[Python-ideas] Length hinting and preallocation for container types

Wed Mar 6 03:23:26 CET 2013

tl;dr - I'm glad that PyPy exists.  But IMHO Python shouldn't grow
APIs to manage memory.  Rather, compilers should take advantage of
existing internal APIs to do a better job of automatic management, and
compiler writers should suggest internal, not public, APIs where they
would help the compiler writers.

Eli Bendersky writes:
 > On Tue, Mar 5, 2013 at 9:05 AM, Christian Heimes <christian at python.org>wrote:
 > 
 > > Hello,
 > >
 > > today I came across this slides
 > > https://speakerdeck.com/alex/why-python-ruby-and-javascript-are-slow by
 > > Alex Gaynor. The slides aren't some random rants on Python. Alex makes
 > > some valid points. Coincidentally  he is a PyPy developer,
 > > too. ;)

Not at all coincidentally.  As a compiler writer (which he refers to
in the slides several times) he is offended by poor performance, as
measured in CPU/invocation.  Good for him!  I'm glad he's working on
PyPy!  But when compiler writers start talking language design for
performance, we inevitably end up with C<0.5 wink/>.

 > > One of his assertions is about memory (re)allocation. C is faster
 > > in some cases because C code usually does fewer allocations and
 > > reallocations. Python has no API to easily reallocate a list with
 > > 100 items.

And it shouldn't.<wink/>

But why do you think allocation is slow in the general case?  Sure, it
involves system calls which indeed do slow things down.  But there are
ways to arrange that those calls are amortized (eg, preallocation of
arenas, exponential reallocation for fast-growing objects).  Yes, the
few instructions it takes to grab a slab of memory off the heap add
up.  But is it worth programmer time to actually estimate correctly
the size of the list in advance?  What happens if the code is reused
in an application where the lists are two orders of magnitude larger?
Won't performance go in the tank?  (According to your benchmark, I
don't think anybody would ever notice.)

 > > Code like
 > >
 > >   lst = []
 > >   for i in range(100):
 > >       lst.append(i*i)

shouldn't be written.<wink/>  As Eli writes:

 > The real problem is that this code is not idiomatic Python[...].

+as-many-as-I've-got-in-my-pocket.  It's "for s in strings: s0 += s"
in another guise.  "We gots idioms fo' dat!"

 > > Internally CPython already distinguishes between the length of
 > > object and the allocation size of an object for some types like
 > > list, dict and bytearray.
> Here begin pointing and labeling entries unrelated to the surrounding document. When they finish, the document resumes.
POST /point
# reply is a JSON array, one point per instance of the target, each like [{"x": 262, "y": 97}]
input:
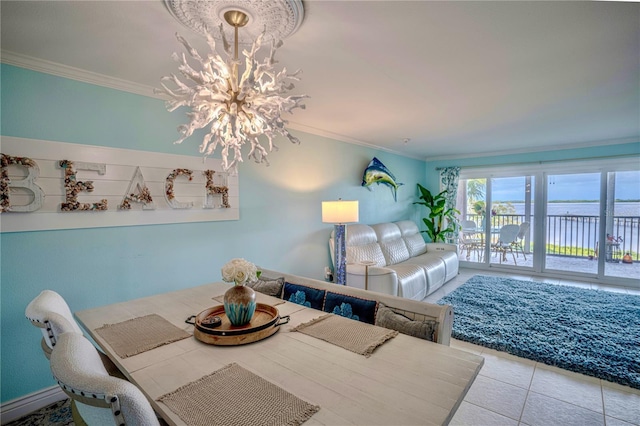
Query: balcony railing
[{"x": 577, "y": 236}]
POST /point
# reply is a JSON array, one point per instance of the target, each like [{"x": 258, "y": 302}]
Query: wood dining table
[{"x": 405, "y": 381}]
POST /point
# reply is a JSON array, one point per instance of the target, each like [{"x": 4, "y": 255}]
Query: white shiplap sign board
[{"x": 113, "y": 172}]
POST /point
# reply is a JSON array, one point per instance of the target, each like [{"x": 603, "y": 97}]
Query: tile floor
[{"x": 515, "y": 391}]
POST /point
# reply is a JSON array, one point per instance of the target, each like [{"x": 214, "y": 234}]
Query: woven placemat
[
  {"x": 355, "y": 336},
  {"x": 235, "y": 396},
  {"x": 141, "y": 334}
]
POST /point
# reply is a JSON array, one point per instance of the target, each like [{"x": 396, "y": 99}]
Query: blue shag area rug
[{"x": 596, "y": 333}]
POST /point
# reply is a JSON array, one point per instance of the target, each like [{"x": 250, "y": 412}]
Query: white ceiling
[{"x": 457, "y": 78}]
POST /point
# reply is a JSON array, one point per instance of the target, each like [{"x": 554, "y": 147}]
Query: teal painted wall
[
  {"x": 584, "y": 153},
  {"x": 280, "y": 223}
]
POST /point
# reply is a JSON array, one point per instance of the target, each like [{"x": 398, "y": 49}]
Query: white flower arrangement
[{"x": 240, "y": 272}]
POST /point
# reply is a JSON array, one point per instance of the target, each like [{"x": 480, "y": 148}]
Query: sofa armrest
[
  {"x": 380, "y": 279},
  {"x": 435, "y": 247}
]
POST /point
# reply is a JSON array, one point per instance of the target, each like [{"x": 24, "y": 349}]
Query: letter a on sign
[{"x": 138, "y": 192}]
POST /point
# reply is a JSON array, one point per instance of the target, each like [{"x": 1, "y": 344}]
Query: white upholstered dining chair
[
  {"x": 99, "y": 399},
  {"x": 51, "y": 314}
]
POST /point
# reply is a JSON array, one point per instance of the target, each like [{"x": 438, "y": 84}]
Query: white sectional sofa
[{"x": 401, "y": 263}]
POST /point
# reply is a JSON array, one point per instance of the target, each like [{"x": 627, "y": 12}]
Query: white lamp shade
[{"x": 339, "y": 211}]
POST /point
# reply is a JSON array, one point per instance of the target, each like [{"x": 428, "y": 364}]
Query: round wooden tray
[{"x": 265, "y": 321}]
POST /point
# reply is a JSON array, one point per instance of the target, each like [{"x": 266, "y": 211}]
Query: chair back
[
  {"x": 468, "y": 226},
  {"x": 100, "y": 399},
  {"x": 508, "y": 233},
  {"x": 49, "y": 312},
  {"x": 524, "y": 228}
]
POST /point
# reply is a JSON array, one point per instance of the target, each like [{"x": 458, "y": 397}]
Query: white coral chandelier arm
[{"x": 237, "y": 110}]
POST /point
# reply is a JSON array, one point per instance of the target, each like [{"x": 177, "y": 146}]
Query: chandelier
[{"x": 236, "y": 109}]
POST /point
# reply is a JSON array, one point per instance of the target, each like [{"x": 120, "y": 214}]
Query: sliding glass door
[
  {"x": 622, "y": 221},
  {"x": 511, "y": 212},
  {"x": 490, "y": 207},
  {"x": 572, "y": 222},
  {"x": 573, "y": 219}
]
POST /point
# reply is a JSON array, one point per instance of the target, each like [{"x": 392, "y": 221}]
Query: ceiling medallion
[
  {"x": 278, "y": 18},
  {"x": 235, "y": 106}
]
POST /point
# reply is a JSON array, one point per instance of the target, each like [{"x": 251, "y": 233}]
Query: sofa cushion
[
  {"x": 351, "y": 307},
  {"x": 434, "y": 269},
  {"x": 415, "y": 244},
  {"x": 303, "y": 295},
  {"x": 412, "y": 237},
  {"x": 411, "y": 280},
  {"x": 269, "y": 286},
  {"x": 388, "y": 318},
  {"x": 368, "y": 252},
  {"x": 391, "y": 243}
]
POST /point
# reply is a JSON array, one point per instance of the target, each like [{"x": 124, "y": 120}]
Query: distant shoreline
[{"x": 569, "y": 201}]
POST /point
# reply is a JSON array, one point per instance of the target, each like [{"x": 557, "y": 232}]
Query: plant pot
[{"x": 239, "y": 304}]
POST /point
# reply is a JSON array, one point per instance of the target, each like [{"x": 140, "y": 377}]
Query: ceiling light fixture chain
[{"x": 236, "y": 110}]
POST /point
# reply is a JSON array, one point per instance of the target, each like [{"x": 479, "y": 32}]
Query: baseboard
[{"x": 14, "y": 409}]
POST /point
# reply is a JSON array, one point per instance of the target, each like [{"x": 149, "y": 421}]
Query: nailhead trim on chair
[
  {"x": 113, "y": 401},
  {"x": 52, "y": 337}
]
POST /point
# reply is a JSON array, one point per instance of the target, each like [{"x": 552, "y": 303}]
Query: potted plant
[{"x": 442, "y": 221}]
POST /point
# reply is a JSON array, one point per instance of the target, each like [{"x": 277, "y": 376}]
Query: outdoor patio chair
[
  {"x": 518, "y": 244},
  {"x": 469, "y": 240},
  {"x": 98, "y": 398},
  {"x": 508, "y": 234}
]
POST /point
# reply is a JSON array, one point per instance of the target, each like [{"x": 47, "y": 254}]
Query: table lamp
[{"x": 339, "y": 213}]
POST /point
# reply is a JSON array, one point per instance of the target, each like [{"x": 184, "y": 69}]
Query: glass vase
[{"x": 239, "y": 304}]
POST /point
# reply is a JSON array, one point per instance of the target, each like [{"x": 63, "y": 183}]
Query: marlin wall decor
[{"x": 376, "y": 172}]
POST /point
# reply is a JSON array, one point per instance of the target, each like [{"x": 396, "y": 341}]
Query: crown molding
[
  {"x": 77, "y": 74},
  {"x": 342, "y": 138},
  {"x": 59, "y": 70},
  {"x": 578, "y": 145}
]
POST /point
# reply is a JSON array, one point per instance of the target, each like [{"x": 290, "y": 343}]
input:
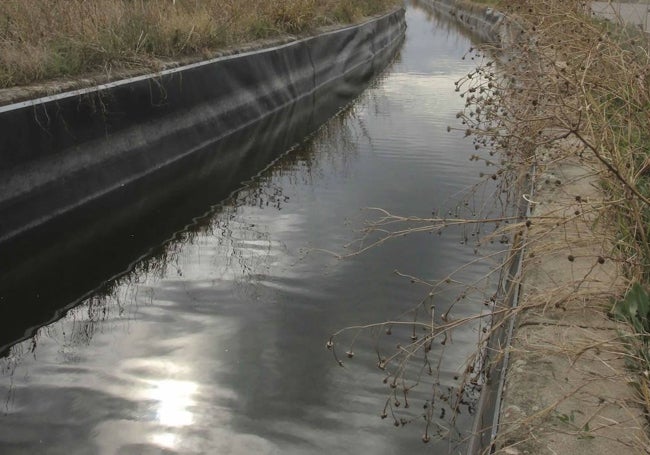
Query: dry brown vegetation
[
  {"x": 55, "y": 38},
  {"x": 562, "y": 91}
]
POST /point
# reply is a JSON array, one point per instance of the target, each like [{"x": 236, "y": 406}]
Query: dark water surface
[{"x": 216, "y": 343}]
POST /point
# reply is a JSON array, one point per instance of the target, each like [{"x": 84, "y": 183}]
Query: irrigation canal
[{"x": 215, "y": 341}]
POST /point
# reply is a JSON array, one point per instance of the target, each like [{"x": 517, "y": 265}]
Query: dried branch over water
[{"x": 561, "y": 86}]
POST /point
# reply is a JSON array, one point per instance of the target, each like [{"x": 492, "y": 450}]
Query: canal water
[{"x": 216, "y": 342}]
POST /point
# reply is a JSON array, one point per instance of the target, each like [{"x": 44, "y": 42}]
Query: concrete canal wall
[
  {"x": 533, "y": 381},
  {"x": 64, "y": 152}
]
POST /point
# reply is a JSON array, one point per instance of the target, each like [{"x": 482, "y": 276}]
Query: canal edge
[{"x": 543, "y": 401}]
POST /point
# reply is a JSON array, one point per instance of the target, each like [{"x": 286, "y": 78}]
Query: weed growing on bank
[
  {"x": 41, "y": 40},
  {"x": 561, "y": 86}
]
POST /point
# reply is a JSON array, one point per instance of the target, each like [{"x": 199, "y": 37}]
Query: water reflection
[{"x": 215, "y": 343}]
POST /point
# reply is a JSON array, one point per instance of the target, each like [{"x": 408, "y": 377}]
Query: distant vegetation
[{"x": 42, "y": 40}]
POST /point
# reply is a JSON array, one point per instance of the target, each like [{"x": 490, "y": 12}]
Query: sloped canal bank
[{"x": 215, "y": 342}]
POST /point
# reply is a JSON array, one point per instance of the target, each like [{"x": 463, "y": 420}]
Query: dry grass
[
  {"x": 41, "y": 40},
  {"x": 565, "y": 97}
]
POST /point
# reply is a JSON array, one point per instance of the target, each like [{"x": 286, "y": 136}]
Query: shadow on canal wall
[{"x": 91, "y": 180}]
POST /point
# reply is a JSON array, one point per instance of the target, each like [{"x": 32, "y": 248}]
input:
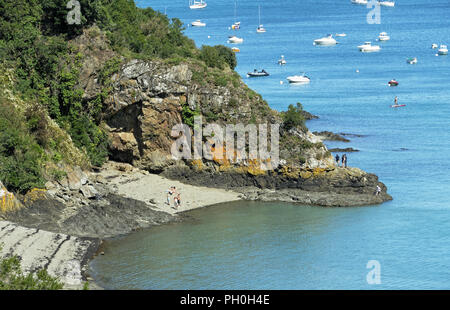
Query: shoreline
[{"x": 132, "y": 199}]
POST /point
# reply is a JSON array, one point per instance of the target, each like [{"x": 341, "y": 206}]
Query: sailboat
[
  {"x": 193, "y": 5},
  {"x": 260, "y": 28},
  {"x": 236, "y": 25}
]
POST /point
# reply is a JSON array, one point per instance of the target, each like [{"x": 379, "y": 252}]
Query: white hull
[
  {"x": 387, "y": 3},
  {"x": 297, "y": 79}
]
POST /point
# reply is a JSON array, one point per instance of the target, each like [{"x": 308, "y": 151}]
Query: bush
[
  {"x": 21, "y": 156},
  {"x": 293, "y": 117}
]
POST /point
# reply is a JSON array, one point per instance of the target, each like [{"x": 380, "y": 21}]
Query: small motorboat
[
  {"x": 412, "y": 61},
  {"x": 194, "y": 5},
  {"x": 257, "y": 73},
  {"x": 443, "y": 50},
  {"x": 363, "y": 2},
  {"x": 387, "y": 3},
  {"x": 198, "y": 23},
  {"x": 298, "y": 79},
  {"x": 328, "y": 40},
  {"x": 367, "y": 47},
  {"x": 384, "y": 37},
  {"x": 260, "y": 29},
  {"x": 393, "y": 82},
  {"x": 235, "y": 40}
]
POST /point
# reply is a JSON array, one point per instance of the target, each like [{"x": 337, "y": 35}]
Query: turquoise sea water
[{"x": 283, "y": 246}]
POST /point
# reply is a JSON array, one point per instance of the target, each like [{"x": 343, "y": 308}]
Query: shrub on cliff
[{"x": 293, "y": 117}]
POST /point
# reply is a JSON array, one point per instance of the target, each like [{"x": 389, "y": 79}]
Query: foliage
[
  {"x": 293, "y": 117},
  {"x": 12, "y": 277},
  {"x": 20, "y": 155}
]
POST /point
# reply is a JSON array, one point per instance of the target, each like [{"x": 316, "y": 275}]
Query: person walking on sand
[{"x": 169, "y": 193}]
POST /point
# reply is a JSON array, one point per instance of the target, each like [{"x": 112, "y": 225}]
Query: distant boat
[
  {"x": 384, "y": 37},
  {"x": 300, "y": 79},
  {"x": 236, "y": 25},
  {"x": 364, "y": 2},
  {"x": 260, "y": 28},
  {"x": 235, "y": 40},
  {"x": 443, "y": 50},
  {"x": 367, "y": 47},
  {"x": 387, "y": 3},
  {"x": 328, "y": 40},
  {"x": 198, "y": 23},
  {"x": 193, "y": 5},
  {"x": 412, "y": 61},
  {"x": 393, "y": 82},
  {"x": 257, "y": 73}
]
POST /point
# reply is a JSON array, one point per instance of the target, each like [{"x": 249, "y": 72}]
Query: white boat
[
  {"x": 328, "y": 40},
  {"x": 298, "y": 79},
  {"x": 236, "y": 25},
  {"x": 367, "y": 47},
  {"x": 194, "y": 5},
  {"x": 443, "y": 50},
  {"x": 384, "y": 37},
  {"x": 235, "y": 40},
  {"x": 260, "y": 28},
  {"x": 198, "y": 23},
  {"x": 282, "y": 61},
  {"x": 412, "y": 61},
  {"x": 364, "y": 2},
  {"x": 387, "y": 3}
]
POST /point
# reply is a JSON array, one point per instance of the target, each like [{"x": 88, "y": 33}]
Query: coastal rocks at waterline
[{"x": 63, "y": 256}]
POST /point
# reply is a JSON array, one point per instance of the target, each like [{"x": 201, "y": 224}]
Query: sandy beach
[{"x": 151, "y": 188}]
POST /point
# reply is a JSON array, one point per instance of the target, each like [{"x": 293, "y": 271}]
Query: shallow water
[{"x": 275, "y": 245}]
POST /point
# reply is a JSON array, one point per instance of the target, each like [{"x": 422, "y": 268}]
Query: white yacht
[
  {"x": 443, "y": 50},
  {"x": 412, "y": 61},
  {"x": 194, "y": 5},
  {"x": 298, "y": 79},
  {"x": 387, "y": 3},
  {"x": 235, "y": 40},
  {"x": 282, "y": 61},
  {"x": 367, "y": 47},
  {"x": 328, "y": 40},
  {"x": 198, "y": 23},
  {"x": 260, "y": 28},
  {"x": 384, "y": 37},
  {"x": 364, "y": 2}
]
For example PyListObject has `ob_size`
 > > for __len__ and `allocated` for the amount of available `ob_item`
 > > slots.

Good.  Are we done now?<wink/>  Python has the necessary features, let
the compiler writers take advantage of them.  But exposing them to the
user and requiring that the user do ugly and fragile things to get a
minor speedup isn't Pythonic.

 > > with LengthHint(list, 200) as lst:
 > >     # lst has 200 ob_item slots but len(lst) == 0
 > >     for i in range(100):
 > >         lst.append(i*i)
 > > # __exit__ shrinks ob_item to 100

But that's ugly, especially the literal "200".  The fact that Python
doesn't splat explicit memory management in our T-shirts is one of the
reasons why we use Python.  And Python does grow extensions which
optimize such patterns, beautiful features at that.  Back to Eli:

 > [If] you want it to be reasonably fast [...] why not:
 > 
 > lst = [i*i for i in range(100)]

Again:

Alex complains that "objects may be dicts, but dicts aren't objects".
The performance point is that dicts are slow.  True.  But again Python
(not all implementations?) has an optimization (though not pretty):
objects can have slots.  It also has a (potentially horrible!) 
pessimization: properties.  The point is that object member access is
often the pretty way to code.  If it needs to be fast, we can do
that.  If it needs to be small or obey DRY, we can do that, too.